Pioneers aboard the generational ship Arvad watched as three smaller spacecraft spun and danced around them. A 15-meter fighter darted about quickly, weaving between two lumbering freighters as if threading a needle. Its targets, an ice hauler and its escort vessel, fired their defensive cannons at the nimble assault craft but had yet to hit.
The fighter turned back for another pass and powered its primary weapons. On the bridge of the ice hauler, Captain Areanna Clovar shouted orders to her crew. “Form up! Turn 90 degrees to starboard and pull alongside our escort in a defensive pattern.”
She tugged at the intercom attached to her chair and thumbed the switch.

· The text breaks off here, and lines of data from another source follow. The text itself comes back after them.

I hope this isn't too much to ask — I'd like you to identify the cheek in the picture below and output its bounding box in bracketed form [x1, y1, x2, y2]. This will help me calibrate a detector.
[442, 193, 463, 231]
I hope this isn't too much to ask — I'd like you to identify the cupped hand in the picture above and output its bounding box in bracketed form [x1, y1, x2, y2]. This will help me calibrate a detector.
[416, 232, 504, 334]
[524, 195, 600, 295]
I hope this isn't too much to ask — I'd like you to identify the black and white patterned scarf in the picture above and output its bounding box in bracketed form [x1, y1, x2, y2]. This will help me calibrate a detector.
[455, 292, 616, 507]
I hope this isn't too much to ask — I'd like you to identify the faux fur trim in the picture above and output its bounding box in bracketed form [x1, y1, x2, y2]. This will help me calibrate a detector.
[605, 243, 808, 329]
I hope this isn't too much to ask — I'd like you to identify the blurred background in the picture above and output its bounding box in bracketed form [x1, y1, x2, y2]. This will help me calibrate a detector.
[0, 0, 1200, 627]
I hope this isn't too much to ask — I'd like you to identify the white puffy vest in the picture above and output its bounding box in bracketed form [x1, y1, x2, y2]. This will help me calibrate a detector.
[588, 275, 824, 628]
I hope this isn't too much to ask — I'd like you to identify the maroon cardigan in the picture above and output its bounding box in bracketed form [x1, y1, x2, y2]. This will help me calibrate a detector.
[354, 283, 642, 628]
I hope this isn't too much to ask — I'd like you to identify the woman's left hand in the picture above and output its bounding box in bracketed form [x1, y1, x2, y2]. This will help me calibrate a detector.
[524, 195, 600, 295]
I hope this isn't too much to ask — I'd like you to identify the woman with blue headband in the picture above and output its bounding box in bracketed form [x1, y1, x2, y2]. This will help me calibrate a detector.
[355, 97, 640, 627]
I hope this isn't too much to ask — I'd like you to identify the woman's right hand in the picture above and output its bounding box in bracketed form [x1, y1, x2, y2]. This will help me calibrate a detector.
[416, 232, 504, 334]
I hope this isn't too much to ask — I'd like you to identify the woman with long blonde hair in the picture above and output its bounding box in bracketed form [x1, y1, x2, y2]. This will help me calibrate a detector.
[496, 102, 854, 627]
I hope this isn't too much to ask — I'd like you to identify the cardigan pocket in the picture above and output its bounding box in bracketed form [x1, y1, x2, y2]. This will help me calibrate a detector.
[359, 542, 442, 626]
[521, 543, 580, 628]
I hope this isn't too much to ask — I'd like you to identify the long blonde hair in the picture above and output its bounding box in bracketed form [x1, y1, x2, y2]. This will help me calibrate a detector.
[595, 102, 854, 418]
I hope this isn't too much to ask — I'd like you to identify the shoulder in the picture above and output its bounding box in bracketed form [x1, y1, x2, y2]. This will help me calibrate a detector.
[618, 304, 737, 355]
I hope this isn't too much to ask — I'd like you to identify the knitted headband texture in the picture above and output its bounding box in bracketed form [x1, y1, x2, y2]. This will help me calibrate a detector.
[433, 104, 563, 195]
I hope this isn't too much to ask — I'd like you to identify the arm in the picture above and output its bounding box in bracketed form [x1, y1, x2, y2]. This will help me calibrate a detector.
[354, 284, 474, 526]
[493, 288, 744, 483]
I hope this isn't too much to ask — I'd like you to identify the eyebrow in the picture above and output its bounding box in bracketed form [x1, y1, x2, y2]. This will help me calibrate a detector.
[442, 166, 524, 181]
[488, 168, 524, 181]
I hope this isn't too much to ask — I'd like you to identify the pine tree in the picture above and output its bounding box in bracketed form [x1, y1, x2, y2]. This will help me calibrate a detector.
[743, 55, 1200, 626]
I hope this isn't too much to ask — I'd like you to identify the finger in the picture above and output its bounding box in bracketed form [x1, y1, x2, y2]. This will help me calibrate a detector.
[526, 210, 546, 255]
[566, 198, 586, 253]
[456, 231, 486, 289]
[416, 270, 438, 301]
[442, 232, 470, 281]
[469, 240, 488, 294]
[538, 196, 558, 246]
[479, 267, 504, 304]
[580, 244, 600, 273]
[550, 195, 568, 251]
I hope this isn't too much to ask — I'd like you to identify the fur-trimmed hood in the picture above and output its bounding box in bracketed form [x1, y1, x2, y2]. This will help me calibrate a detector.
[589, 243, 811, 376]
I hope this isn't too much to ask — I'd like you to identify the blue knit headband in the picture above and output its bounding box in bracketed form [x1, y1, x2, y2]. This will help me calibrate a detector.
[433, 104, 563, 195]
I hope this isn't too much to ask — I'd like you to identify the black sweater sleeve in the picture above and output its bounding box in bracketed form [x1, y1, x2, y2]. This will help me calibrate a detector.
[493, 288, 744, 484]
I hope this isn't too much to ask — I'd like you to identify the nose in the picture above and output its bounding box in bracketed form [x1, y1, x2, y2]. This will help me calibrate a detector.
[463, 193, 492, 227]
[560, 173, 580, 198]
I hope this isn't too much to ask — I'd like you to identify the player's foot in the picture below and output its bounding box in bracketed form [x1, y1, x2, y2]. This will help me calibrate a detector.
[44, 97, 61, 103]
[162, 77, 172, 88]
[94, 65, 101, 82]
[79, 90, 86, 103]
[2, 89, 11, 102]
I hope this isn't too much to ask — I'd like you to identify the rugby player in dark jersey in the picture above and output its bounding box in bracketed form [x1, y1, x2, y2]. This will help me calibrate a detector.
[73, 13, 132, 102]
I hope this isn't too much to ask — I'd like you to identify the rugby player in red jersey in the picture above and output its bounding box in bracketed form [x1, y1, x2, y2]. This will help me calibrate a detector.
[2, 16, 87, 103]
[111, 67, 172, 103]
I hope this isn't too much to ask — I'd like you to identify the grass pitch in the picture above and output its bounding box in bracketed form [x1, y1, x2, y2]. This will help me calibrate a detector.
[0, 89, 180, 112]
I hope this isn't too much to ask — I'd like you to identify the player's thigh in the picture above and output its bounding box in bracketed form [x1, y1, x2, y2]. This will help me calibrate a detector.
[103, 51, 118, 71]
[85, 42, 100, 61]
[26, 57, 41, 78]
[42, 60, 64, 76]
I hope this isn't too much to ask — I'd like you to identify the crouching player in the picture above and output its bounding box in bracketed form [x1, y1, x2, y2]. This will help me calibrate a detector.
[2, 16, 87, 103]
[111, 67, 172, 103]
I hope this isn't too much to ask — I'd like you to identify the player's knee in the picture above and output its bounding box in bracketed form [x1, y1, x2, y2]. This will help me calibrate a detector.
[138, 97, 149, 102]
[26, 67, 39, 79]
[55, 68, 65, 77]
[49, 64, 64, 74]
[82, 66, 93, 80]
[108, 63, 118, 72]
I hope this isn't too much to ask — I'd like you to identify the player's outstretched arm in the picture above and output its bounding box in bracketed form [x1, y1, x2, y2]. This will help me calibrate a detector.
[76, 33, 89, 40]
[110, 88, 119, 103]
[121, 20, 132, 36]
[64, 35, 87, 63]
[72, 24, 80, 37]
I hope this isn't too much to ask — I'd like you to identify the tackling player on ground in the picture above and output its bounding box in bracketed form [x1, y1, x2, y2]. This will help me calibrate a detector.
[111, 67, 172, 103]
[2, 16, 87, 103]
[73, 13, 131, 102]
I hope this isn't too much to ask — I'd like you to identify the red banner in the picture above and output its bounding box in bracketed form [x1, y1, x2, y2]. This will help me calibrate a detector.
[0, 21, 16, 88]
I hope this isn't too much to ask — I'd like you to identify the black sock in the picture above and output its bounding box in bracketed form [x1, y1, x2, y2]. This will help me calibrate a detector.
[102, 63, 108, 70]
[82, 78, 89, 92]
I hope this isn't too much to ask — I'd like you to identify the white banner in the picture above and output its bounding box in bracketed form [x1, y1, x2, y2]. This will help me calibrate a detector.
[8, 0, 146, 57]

“Captain Natalie, do you copy?”
“Copy, Captain Areanna,” came the reply. “What should we do?”
“This pirate shows no signs of slowing down. We need a defensive formation. Follow my lead.”
Areanna’s ship rotated to direct most of its defensive capabilities outward.
Natalie’s quickly caught on and did the same. The two ships were now “back-to-back,” with their combined firing arcs completely covering the space around them.
Sensing danger, the fighter used its airbrakes and fired its port thrusters,
executing a sharp turn that should have applied lethal amounts of g-force to the crew. It simultaneously fired several missiles at the freighters. The fighter twisted away from the plumes of smoke trailing the rockets without losing any momentum. It turned into a lazy corkscrew pattern, continuing to fire until Captain Areanna interrupted.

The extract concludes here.